Ethnic Differences in Incidence and Outcomes of Childhood Nephrotic Syndrome - PubMed (original) (raw)
. 2016 Oct 7;11(10):1760-1768.
doi: 10.2215/CJN.00380116. Epub 2016 Jul 21.
Neesha Hussain-Shamsy 1, Viral Patel 1, Jovanka Vasilevska-Ristovska 1, Karlota Borges 1, Cathryn Sibbald 1, Deborah Lipszyc 1, Josefina Brooke 2, Denis Geary 2 3, Valerie Langlois 2 3, Michele Reddon 2, Rachel Pearl 2 3, Leo Levin 2 3, Monica Piekut 2, Christoph P B Licht 2 4 3, Seetha Radhakrishnan 2 3, Kimberly Aitken-Menezes 2, Elizabeth Harvey 2 3, Diane Hebert 2 3, Tino D Piscione 2 3, Rulan S Parekh 1 2 3 5 6
Affiliations
- PMID: 27445165
- PMCID: PMC5053779
- DOI: 10.2215/CJN.00380116
Ethnic Differences in Incidence and Outcomes of Childhood Nephrotic Syndrome
Tonny H M Banh et al. Clin J Am Soc Nephrol. 2016.
Abstract
Background and objectives: Ethnic differences in outcomes among children with nephrotic syndrome are unknown.
Design, setting, participants, & measurements: We conducted a longitudinal study at a single regional pediatric center comparing ethnic differences in incidence from 2001 to 2011 census data and longitudinal outcomes, including relapse rates, time to first relapse, frequently relapsing disease, and use of cyclophosphamide. Among 711 children, 24% were European, 33% were South Asian, 10% were East/Southeast Asian, and 33% were of other origins.
Results: Over 10 years, the overall incidence increased from 1.99/100,000 to 4.71/100,000 among children ages 1-18 years old. In 2011, South Asians had a higher incidence rate ratio of 6.61 (95% confidence interval, 3.16 to 15.1) compared with Europeans. East/Southeast Asians had a similar incidence rate ratio (0.76; 95% confidence interval, 0.13 to 2.94) to Europeans. We determined outcomes in 455 children from the three largest ethnic groups with steroid-sensitive disease over a median of 4 years. South Asian and East/Southeast Asian children had significantly lower odds of frequently relapsing disease at 12 months (South Asian: adjusted odds ratio; 0.55; 95% confidence interval, 0.39 to 0.77; East/Southeast Asian: adjusted odds ratio; 0.42; 95% confidence interval, 0.34 to 0.51), fewer subsequent relapses (South Asian: adjusted odds ratio; 0.64; 95% confidence interval, 0.50 to 0.81; East/Southeast Asian: adjusted odds ratio; 0.47; 95% confidence interval, 0.24 to 0.91), lower risk of a first relapse (South Asian: adjusted hazard ratio, 0.74; 95% confidence interval, 0.67 to 0.83; East/Southeast Asian: adjusted hazard ratio, 0.65; 95% CI, 0.63 to 0.68), and lower use of cyclophosphamide (South Asian: adjusted hazard ratio, 0.82; 95% confidence interval, 0.53 to 1.28; East/Southeast Asian: adjusted hazard ratio, 0.54; 95% confidence interval, 0.41 to 0.71) compared with European children.

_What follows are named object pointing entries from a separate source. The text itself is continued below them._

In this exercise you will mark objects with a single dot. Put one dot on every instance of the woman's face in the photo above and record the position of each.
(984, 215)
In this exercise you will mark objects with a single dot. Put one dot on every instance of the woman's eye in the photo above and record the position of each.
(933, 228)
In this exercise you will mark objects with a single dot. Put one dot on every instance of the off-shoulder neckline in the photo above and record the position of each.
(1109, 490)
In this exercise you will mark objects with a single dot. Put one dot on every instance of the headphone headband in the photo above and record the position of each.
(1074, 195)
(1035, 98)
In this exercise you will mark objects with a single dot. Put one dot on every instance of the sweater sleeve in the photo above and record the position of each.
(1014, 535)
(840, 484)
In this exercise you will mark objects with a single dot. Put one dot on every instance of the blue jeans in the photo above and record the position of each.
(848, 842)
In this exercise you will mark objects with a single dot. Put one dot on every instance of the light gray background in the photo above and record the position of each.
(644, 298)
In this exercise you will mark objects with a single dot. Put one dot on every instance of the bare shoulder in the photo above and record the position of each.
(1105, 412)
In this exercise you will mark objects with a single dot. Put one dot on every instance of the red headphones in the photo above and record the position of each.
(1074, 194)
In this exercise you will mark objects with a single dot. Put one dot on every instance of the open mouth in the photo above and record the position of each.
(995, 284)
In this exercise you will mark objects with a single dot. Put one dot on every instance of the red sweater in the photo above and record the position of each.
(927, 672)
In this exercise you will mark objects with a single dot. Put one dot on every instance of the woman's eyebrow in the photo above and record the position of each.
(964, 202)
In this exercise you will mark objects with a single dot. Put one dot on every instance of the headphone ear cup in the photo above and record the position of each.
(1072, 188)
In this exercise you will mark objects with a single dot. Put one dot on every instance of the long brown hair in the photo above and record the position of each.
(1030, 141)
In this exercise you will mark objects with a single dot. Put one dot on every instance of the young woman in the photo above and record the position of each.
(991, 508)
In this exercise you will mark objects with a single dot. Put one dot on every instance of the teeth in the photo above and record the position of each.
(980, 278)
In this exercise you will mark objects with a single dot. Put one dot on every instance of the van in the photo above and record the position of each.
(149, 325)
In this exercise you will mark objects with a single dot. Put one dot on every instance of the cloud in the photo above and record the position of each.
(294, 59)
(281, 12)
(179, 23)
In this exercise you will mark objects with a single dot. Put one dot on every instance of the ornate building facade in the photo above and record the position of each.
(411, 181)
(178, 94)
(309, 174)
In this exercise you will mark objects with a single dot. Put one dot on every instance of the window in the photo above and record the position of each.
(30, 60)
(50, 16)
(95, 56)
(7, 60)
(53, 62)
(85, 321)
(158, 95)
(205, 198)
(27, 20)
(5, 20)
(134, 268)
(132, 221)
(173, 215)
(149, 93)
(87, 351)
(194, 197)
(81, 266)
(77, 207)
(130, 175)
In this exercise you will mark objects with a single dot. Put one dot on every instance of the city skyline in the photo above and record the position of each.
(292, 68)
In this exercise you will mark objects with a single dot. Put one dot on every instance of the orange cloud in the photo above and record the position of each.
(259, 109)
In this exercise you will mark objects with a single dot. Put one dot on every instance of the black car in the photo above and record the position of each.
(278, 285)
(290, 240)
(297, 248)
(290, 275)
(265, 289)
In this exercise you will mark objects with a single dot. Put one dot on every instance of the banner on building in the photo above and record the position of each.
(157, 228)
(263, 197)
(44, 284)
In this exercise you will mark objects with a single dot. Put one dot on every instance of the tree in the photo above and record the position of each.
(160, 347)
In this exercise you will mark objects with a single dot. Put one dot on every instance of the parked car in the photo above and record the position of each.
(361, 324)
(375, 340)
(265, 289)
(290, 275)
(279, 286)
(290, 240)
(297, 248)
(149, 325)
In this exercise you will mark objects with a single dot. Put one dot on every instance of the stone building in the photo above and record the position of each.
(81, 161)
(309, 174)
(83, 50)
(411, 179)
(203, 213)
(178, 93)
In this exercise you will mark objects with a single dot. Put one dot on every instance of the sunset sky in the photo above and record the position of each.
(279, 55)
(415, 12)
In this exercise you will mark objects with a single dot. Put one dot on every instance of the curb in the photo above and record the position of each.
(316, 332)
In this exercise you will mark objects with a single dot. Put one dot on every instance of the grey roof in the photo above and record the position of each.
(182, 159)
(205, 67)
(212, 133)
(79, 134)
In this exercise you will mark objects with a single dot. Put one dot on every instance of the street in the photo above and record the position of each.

Conclusions: Despite the higher incidence among South Asians, South and East/Southeast Asian children have significantly less complicated clinical outcomes compared with Europeans.
Keywords: Asian Continental Ancestry Group; Ethnic Groups; European Continental Ancestry Group; Humans; Incidence; Longitudinal Studies; Recurrence; children; cyclophosphamide; ethnicity; nephrotic syndrome; steroids.
Copyright © 2016 by the American Society of Nephrology.
Figures
Figure 1.
Proportion of frequently relapsing nephrotic syndrome and absolute number of relapses by ethnicity among 455 children with nephrotic syndrome (1993–2014). (A) Data by ethnicity shows frequently relapsing nephrotic syndrome at 6, 12, and 18 months from diagnosis. (B) Absolute total number of relapses by ethnicity. (C) Absolute number of relapses after treatment with cyclophosphamide. *P value ≤0.05; ***P value ≤0.001.
Figure 2.
Kaplan–Meier cumulative probability curves for time to first relapse and time to cyclophosphamide by ethnicity. (A) Developing first relapse from diagnosis of nephrotic syndrome in days. (B) Use of cyclophosphamide from diagnosis of nephrotic syndrome in years.